The School for Good and Evil #2: A World Without Princes

Book Information
Rating:  Significant Shortcomings
Reading/Interest Level: Intermediate, Young Adult
Author: Soman Chainani
Publisher: HarperCollins
Year: 2014
ISBN: 9780062104922
Pages: 433

Agatha and Sophie are sent back to the School for Good and Evil when Sophie makes a wish for a different happy ending. However, because Agatha chose Sophie instead of her prince, the school is no longer how they knew it. Instead of good vs. evil, it is now boys vs. girls as the girls have decided that they no longer need princes, and the princes are forced to live in the forest instead of the school. The girls can now dress as they want and are taught how to be strong and self-sufficient, but also are taught that all men are evil. Agatha still longs for Tedros and to return things to normal, but realizes that she will have to choose between Tedros and Sophie again.

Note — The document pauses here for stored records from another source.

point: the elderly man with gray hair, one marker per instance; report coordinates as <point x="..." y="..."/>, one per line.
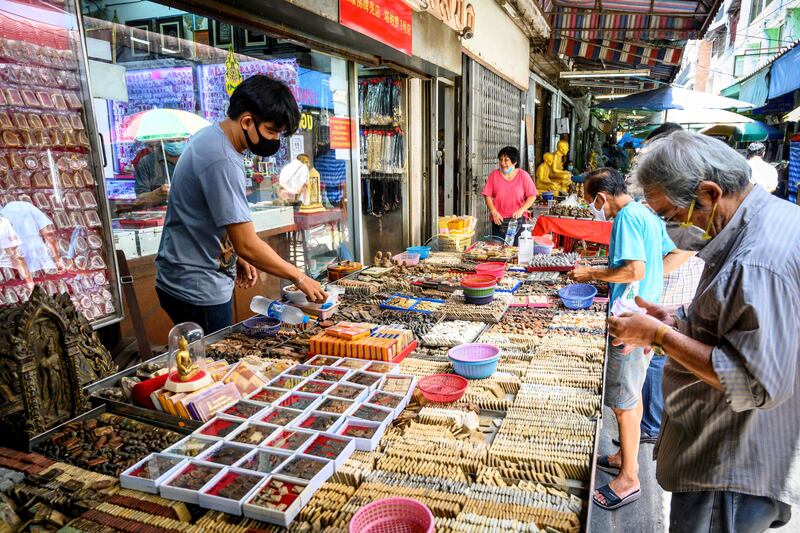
<point x="729" y="442"/>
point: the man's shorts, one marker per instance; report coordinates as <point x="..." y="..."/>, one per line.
<point x="625" y="375"/>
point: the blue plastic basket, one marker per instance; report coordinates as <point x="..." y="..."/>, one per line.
<point x="475" y="370"/>
<point x="578" y="296"/>
<point x="423" y="251"/>
<point x="483" y="300"/>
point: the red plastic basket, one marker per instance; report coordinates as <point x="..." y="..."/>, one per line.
<point x="478" y="281"/>
<point x="443" y="388"/>
<point x="495" y="269"/>
<point x="392" y="515"/>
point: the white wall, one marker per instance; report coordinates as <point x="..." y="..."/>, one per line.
<point x="499" y="43"/>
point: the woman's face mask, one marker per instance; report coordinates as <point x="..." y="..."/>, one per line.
<point x="599" y="214"/>
<point x="174" y="148"/>
<point x="264" y="147"/>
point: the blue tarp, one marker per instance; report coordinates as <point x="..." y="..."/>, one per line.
<point x="785" y="73"/>
<point x="794" y="171"/>
<point x="755" y="89"/>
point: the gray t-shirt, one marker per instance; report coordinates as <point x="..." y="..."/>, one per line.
<point x="196" y="261"/>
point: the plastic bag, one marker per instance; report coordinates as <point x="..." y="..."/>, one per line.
<point x="627" y="302"/>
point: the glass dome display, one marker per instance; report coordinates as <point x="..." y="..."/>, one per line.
<point x="187" y="358"/>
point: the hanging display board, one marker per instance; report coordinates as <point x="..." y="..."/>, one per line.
<point x="388" y="21"/>
<point x="340" y="133"/>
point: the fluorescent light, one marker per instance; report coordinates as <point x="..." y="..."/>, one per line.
<point x="610" y="96"/>
<point x="598" y="83"/>
<point x="577" y="74"/>
<point x="417" y="5"/>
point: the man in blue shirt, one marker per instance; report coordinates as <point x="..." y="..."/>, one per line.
<point x="636" y="263"/>
<point x="209" y="239"/>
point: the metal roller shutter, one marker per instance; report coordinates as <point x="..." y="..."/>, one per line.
<point x="493" y="110"/>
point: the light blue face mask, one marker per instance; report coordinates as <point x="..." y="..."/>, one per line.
<point x="174" y="148"/>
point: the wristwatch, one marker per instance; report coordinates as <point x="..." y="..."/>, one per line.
<point x="658" y="339"/>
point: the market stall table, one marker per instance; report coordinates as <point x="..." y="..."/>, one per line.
<point x="502" y="446"/>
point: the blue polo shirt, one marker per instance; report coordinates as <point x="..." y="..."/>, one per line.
<point x="638" y="235"/>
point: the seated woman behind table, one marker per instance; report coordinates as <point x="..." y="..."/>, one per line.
<point x="509" y="192"/>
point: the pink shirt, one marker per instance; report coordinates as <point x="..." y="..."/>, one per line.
<point x="508" y="196"/>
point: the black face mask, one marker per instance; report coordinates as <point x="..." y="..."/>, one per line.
<point x="264" y="147"/>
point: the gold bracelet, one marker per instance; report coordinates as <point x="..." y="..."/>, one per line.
<point x="658" y="339"/>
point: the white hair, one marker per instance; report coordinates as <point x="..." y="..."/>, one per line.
<point x="676" y="164"/>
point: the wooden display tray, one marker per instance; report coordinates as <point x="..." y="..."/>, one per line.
<point x="399" y="357"/>
<point x="551" y="269"/>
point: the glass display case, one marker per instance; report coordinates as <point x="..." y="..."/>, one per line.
<point x="176" y="60"/>
<point x="55" y="229"/>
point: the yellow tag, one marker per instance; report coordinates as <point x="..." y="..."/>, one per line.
<point x="233" y="76"/>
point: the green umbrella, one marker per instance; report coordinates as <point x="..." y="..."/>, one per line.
<point x="161" y="125"/>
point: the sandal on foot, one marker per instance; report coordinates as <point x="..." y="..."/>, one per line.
<point x="605" y="466"/>
<point x="613" y="501"/>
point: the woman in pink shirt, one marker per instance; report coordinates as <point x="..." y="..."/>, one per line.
<point x="509" y="192"/>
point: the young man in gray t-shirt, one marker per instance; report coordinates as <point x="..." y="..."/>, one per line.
<point x="209" y="239"/>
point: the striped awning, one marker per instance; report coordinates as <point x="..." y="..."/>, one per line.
<point x="631" y="33"/>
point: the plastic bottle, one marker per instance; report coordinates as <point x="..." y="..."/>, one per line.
<point x="511" y="232"/>
<point x="525" y="245"/>
<point x="283" y="312"/>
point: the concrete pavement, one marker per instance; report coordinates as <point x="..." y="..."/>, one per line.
<point x="650" y="513"/>
<point x="647" y="514"/>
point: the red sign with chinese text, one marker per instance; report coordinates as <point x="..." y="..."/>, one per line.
<point x="388" y="21"/>
<point x="340" y="133"/>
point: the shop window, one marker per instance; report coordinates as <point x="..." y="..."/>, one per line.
<point x="718" y="45"/>
<point x="54" y="231"/>
<point x="756" y="7"/>
<point x="164" y="58"/>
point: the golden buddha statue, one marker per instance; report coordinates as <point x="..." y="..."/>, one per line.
<point x="313" y="188"/>
<point x="187" y="368"/>
<point x="557" y="173"/>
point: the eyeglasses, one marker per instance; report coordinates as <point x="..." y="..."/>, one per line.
<point x="665" y="218"/>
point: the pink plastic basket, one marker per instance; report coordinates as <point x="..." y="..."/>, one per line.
<point x="473" y="353"/>
<point x="407" y="258"/>
<point x="392" y="515"/>
<point x="443" y="388"/>
<point x="479" y="281"/>
<point x="495" y="269"/>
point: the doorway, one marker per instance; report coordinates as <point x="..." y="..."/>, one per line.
<point x="443" y="140"/>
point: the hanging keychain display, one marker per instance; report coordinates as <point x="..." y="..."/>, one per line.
<point x="382" y="157"/>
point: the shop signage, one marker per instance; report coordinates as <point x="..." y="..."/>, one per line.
<point x="233" y="74"/>
<point x="388" y="21"/>
<point x="340" y="133"/>
<point x="306" y="121"/>
<point x="457" y="14"/>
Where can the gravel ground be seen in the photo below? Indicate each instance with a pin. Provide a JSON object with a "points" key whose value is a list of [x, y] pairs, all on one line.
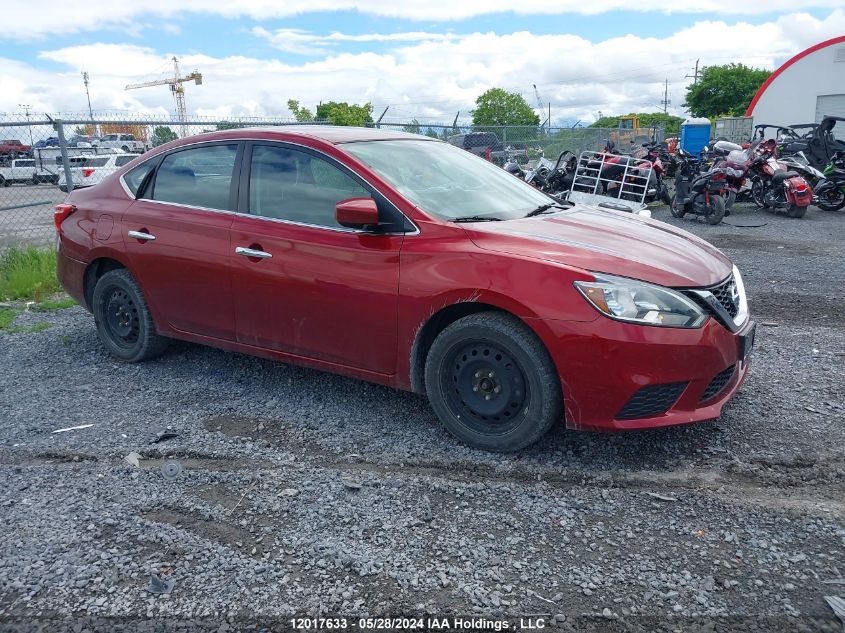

Agatha needs to write “the end” on a new ending to get things back to normal, but first she has to decide what she truly wants.

The book’s messages about gender are confusing. Although there are some positive messages (dressing how girls want or wearing makeup because they like it and not to attract boys), characters who do that are sometimes shown as being silly. Worse, being put with the more extreme ideas could make those positive ideas seem negative or far-fetched as well. One of the major plot issues is that it seems that a girl cannot have a boyfriend and a best friend at the same time. Gender identity is also at question, with people of the same gender kissing, although it is unclear whether those kisses are romantic or otherwise, and what the book is trying to say about them is muddled. The book series continued to have strong characters, particularly in Sophie, who is someone that most readers are likely to love and hate at the same time, although her continued insistence that she is “good” goes on for a long time and seems to simply repeat the struggle of the first book. The book has intriguing ideas about fairy tales, but the messages of the book are too confusing and contradictory to carry the book.